Boundary Waters, Trip Reports, BWCA, Stories

3 Nights on Cummings - 2017
by treehorn

Trip Type: Paddling Canoe
Entry Date: 07/15/2017
Entry & Exit Point: Crab Lake and Cummings from Burntside Lake (EP 4)
Number of Days: 5
Group Size: 6
Day 5 of 5
Tuesday, July 18, 2017

Pack up camp and get out of the woods day. We traveled back the same way we came. Ended up on Crab Lake with too much time to spare before our arranged meeting time with the outfitter back on Burntside. So we squatted in a camp and killed some time playing stick & rock baseball and resting up for the long portage back.

The portage definitely did not get shorter, but we got through it and back over to Burntside with all our gear in perfect timing for the outfitter to meet us. They brought some cold sodas for us and ferried us back across Burntside.

Back at their shop we unpacked and returned everything we had borrowed. We had hotel rooms waiting for us in Duluth so we saved the showering for there.

We headed to Duluth and enjoyed some excellent food at Canal Park Brewing, then hit a few other Canal Park spots throughout the evening.

In the morning we parted ways, with the two Milwaukee guys heading that way, and the rest of us in one car to the Twin Cities.

All in all, it was really a phenomenal trip. The weather cooperated and even provided us with a great story about being stranded without rain gear.

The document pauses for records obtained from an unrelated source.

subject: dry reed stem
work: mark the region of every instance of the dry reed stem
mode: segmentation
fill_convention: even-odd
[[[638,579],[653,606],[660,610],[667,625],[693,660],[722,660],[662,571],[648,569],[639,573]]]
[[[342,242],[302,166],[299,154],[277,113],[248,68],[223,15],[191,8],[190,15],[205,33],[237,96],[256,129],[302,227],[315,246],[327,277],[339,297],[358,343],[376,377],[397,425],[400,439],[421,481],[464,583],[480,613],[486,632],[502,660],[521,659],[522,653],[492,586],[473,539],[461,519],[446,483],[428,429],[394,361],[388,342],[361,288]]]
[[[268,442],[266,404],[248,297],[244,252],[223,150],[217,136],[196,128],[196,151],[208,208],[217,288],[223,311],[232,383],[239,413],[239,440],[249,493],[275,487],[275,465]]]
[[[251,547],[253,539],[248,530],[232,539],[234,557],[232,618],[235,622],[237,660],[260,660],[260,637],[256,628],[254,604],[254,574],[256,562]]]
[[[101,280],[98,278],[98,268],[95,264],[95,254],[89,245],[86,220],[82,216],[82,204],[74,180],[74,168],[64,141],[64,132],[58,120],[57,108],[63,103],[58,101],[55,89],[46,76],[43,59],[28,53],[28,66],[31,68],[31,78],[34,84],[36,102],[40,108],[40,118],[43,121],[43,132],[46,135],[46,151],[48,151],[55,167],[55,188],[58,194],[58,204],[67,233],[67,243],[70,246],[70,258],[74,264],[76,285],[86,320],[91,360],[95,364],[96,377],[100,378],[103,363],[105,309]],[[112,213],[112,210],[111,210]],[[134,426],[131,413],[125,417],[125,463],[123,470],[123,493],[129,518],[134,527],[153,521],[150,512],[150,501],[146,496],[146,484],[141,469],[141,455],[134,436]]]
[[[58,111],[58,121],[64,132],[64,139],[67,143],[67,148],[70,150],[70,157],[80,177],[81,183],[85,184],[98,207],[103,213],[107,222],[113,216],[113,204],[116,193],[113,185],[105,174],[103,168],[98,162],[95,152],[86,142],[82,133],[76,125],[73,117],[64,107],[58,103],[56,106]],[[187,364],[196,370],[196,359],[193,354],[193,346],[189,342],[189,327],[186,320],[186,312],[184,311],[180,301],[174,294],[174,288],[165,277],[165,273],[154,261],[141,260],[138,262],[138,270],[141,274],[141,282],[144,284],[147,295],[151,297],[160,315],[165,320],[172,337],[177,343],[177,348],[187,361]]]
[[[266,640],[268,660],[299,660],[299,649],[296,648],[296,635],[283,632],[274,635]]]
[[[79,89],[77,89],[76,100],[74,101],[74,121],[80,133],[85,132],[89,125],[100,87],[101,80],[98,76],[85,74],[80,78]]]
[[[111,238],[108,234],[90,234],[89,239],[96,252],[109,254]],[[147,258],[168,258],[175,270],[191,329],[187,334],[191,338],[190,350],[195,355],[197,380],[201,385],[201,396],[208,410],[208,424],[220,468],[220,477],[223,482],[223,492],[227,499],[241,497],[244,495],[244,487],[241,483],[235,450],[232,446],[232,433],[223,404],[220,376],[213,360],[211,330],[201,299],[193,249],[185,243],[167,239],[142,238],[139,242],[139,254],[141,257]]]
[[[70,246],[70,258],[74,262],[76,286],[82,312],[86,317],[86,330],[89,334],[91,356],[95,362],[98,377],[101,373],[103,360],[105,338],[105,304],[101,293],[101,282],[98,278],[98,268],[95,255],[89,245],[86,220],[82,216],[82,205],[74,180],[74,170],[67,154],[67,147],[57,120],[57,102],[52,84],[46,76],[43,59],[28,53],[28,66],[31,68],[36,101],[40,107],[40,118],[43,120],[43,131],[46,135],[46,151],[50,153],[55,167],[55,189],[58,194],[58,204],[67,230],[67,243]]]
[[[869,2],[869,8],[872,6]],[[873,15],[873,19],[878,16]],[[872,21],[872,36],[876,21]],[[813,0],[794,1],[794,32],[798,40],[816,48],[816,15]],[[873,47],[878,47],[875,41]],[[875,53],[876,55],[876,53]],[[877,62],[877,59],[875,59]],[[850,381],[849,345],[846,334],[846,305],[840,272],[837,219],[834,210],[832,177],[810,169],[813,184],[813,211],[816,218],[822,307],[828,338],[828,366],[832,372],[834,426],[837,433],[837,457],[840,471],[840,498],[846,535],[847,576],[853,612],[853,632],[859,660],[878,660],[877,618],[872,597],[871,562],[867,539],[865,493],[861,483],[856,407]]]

Fishing was so-so, but we have been known to strike almost completely out, so it was much better than that.

When I mentioned at the top of this report the "weird circumstances" that led to me being in the Twin Cities leading up to the trip, what I was alluding to was the very unexpected death of my brother and best friend at age 41, just a couple weeks earlier. He died on July 2, and his funeral was just a week before we were supposed to head up for this trip. Although he was not planning to join us on this particular trip, he had done it with us in previous years, and loved the woods and camaraderie as we all do.

So it was a very rough period of time, planning a funeral and getting through all that, but having this trip just around the corner. But my trip partners were some of his best friends, and I was determined to still make it happen. They all agreed, and my work and family helped accommodate me so that I could still get away.

It was very cathartic, and emotional at times, but I can't think of a better way to try to put something like that in perspective, reflect, and begin the healing process. I'm so grateful to have been able to take this trip, with several of my brother's closest friends. The stories about him are one of a kind, and telling them is the best way I know of to bring him back with us for those periods of time.